I was not long in the pits this time before warriors came and, unlocking my fetters, conducted me to the great throne room of the palace, where Haj Osis sat upon his dais surrounded by the high officers and functionaries of his army and his court.
Haj Alt, the prince, was there and when he saw me being led up toward the throne he trembled with rage. As I was halted in front of the jed, he turned to his son. "Is this the warrior who attacked you, Haj Alt?" he asked.
"This is the scoundrel," replied the younger man. "He took me by surprise and would have stabbed me in the back had I not managed to outwit him."
"He drew his sword against you," demanded Haj Osis-"against the person of a prince?"
"He did and he would have killed me with it, too, as he did kill Yo Seno, whose corpse I found in the corridor that leads from Yo Seno's office to the tower."
So, they had found the body of Yo Seno. Well, they would not kill me any deader for that crime than for menacing the life of the prince.
At this juncture an officer entered the throne room rather hurriedly. He was breathing rapidly as he stopped at the foot of the throne. He was standing right beside me and I saw him turn and look quickly at me, his eyes running rapidly up and down me between head and feet. Then he addressed the man upon the throne.

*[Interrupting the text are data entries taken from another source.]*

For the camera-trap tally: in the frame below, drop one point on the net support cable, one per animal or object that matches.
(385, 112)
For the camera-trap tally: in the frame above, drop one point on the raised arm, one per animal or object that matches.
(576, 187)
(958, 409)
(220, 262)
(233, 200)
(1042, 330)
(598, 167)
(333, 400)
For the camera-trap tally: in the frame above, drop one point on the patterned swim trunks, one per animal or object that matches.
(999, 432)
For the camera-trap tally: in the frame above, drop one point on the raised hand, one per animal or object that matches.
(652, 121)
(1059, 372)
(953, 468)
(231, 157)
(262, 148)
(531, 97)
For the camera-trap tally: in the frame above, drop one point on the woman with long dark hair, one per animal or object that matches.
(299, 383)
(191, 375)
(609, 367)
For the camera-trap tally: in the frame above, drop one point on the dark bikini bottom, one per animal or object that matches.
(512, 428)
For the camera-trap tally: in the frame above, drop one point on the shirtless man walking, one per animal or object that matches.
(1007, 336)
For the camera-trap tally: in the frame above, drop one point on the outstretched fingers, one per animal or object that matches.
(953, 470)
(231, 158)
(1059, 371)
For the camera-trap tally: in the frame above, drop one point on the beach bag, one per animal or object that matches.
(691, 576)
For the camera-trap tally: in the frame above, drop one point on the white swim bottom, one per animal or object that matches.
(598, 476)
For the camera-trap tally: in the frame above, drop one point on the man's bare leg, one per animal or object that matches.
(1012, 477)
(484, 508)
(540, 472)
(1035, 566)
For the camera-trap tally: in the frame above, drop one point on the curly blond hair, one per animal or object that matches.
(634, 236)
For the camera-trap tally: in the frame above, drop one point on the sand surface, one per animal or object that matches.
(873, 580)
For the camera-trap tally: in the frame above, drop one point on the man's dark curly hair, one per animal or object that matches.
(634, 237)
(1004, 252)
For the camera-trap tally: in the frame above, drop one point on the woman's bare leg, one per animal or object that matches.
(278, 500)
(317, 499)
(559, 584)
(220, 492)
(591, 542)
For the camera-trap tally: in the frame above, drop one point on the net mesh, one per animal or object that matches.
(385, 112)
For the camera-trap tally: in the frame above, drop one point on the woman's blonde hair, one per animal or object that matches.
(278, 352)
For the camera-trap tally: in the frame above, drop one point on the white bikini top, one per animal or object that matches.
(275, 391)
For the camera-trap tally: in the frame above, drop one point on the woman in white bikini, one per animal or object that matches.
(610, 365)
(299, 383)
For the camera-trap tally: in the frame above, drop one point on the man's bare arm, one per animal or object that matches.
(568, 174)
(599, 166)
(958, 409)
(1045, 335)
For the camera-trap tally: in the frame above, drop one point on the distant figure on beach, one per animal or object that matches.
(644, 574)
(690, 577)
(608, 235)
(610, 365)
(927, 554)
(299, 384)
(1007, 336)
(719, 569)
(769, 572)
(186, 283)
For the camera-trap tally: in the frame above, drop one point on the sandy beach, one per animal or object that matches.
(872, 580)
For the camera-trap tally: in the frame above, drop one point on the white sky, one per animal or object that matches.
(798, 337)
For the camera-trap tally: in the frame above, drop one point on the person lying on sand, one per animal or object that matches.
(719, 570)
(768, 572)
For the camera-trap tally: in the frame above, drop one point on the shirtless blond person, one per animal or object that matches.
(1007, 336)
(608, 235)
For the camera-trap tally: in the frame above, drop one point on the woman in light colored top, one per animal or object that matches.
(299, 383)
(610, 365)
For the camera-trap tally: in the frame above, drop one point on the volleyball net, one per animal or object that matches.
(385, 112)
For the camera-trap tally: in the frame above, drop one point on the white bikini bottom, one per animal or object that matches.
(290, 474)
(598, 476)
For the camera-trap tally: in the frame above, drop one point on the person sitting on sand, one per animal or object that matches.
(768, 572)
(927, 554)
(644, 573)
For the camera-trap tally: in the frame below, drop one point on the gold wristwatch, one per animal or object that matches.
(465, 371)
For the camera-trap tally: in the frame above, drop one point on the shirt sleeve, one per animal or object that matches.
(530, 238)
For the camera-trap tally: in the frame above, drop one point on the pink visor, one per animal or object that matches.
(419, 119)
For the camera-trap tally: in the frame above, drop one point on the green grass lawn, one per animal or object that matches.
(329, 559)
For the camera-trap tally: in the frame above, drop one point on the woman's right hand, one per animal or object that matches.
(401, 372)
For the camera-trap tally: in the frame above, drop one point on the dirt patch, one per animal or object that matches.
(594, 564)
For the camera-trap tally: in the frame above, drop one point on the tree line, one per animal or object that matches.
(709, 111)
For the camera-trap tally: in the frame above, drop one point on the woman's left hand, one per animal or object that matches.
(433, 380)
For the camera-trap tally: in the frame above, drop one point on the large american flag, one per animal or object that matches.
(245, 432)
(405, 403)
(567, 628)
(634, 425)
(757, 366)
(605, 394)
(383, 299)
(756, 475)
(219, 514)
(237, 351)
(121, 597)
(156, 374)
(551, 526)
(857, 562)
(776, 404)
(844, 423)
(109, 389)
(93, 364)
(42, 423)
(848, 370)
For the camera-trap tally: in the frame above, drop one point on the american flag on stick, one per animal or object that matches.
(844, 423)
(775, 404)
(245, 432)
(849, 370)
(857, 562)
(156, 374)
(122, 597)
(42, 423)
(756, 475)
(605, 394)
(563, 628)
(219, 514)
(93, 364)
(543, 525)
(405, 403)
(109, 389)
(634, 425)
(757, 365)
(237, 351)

"Haj Osis, Jed of Tjanath," he said, "I came quickly to tell you that the body of a warrior of the hangar guard was just found within the Jed's hangar. His harness had been stripped from him and his weapons, while strange harness and strange weapons were left beside his corpse and as I approached your throne, Haj Osis, I recognized the harness of my dead warrior upon the body of this man here," and he pointed an accusing finger at me.
Haj Osis was scrutinizing me very carefully now. There was a strange look in his eyes that I did not like. It betokened half recognition and then of a sudden I saw the dawning of full recognition there, and the Jed of Tjanath swore a loud oath that resounded through the great throne room.